Web-based interfaces of the EDD
First, all protein and nucleic acid sequences identified as DNAJ/Ks can be accessed according to class, species, and cluster through user-friendly interfaces, such as the 'class' and 'cluster' browsers on the EDD website. For example, statistics pages of each class were displayed using tables and diagrams in the 'class' browser. The statistics pages are automatically updated when new data are added to the EDD. Secondly, the EDD allows users to browse the detailed information on DNAJ/Ks and to analyze it via 'favorite'. It is a customized cyber-workbench where users can create folders, store favored items, and perform 10 bioinformatics analyses, such as BLAST search, BLASTMatrix, ClustalW, DNAJ/K statistics, a DNAJ class viewer, a DNAJ/K domain viewer, and a glycine ratio viewer.
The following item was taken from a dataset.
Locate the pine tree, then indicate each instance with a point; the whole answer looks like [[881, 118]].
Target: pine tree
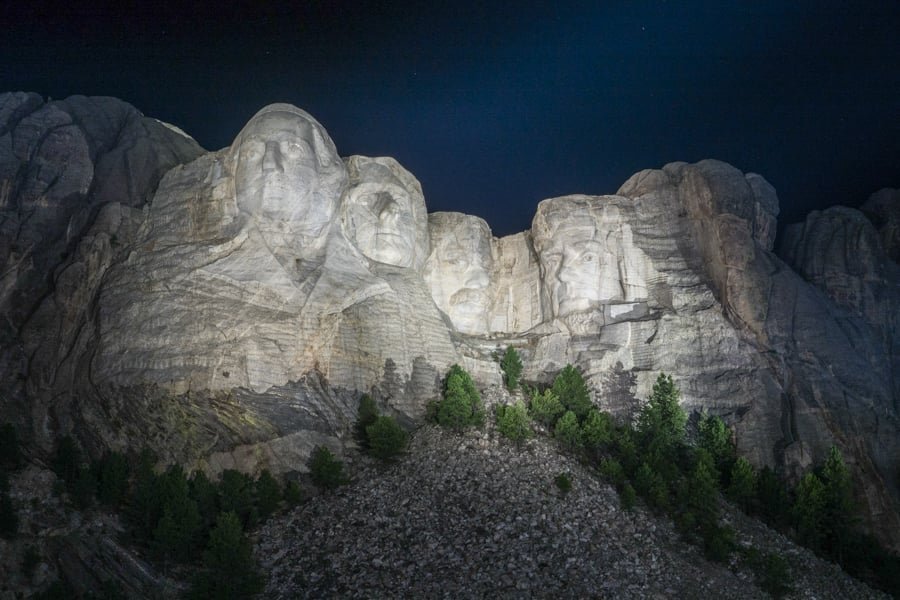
[[236, 495], [325, 469], [546, 408], [809, 511], [461, 405], [661, 423], [715, 438], [268, 494], [568, 431], [513, 422], [742, 487], [703, 491], [839, 505], [229, 568], [511, 365], [597, 430], [572, 391]]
Especially, 'favorite', implemented in the EDD, is specialized for the functional analysis of DNAJ/K proteins (e.g., DNAJ/K domain view). The data saved in 'favorite' can be shared with CFGP 2.0 for further comparative analysis [16]. Finally, a highlighted function of the EDD is a 'taxonomy' browser powered by the 'Species-driven User Interface', which provides an interactive interface for displaying the taxonomical hierarchy for DNAJ/Ks. Users can drag and drop any taxon or taxa and perform sequence download, statistics, class and cluster analyses, ClustalW alignment, and BLAST search.
Conclusion
The comprehensive information on DNAJ/Ks conserved in 339 genomes over seven phyla is a useful resource for molecular chaperone studies in eukaryotes. Phylogenetic analysis between phyla or kingdoms as well as genomic analysis within a species can be performed in the EDD. The user-friendly web interfaces and various analysis tools implemented in this database will accelerate the management of large-scale data. The EDD will be a novel platform for phylogenomic studies and a model for comprehensive genomic analyses.
Acknowledgments
The National Research Foundation of Korea (2012-0001149 and 2012-0000141), the TDPAF (309015-04-SB020), and the Next-Generation BioGreen 21 Program of Rural Development Administration in Korea (PJ00821201) grants to Y.-H. Lee. K. Cheong is grateful for a graduate fellowship through the Brain Korea 21 Program.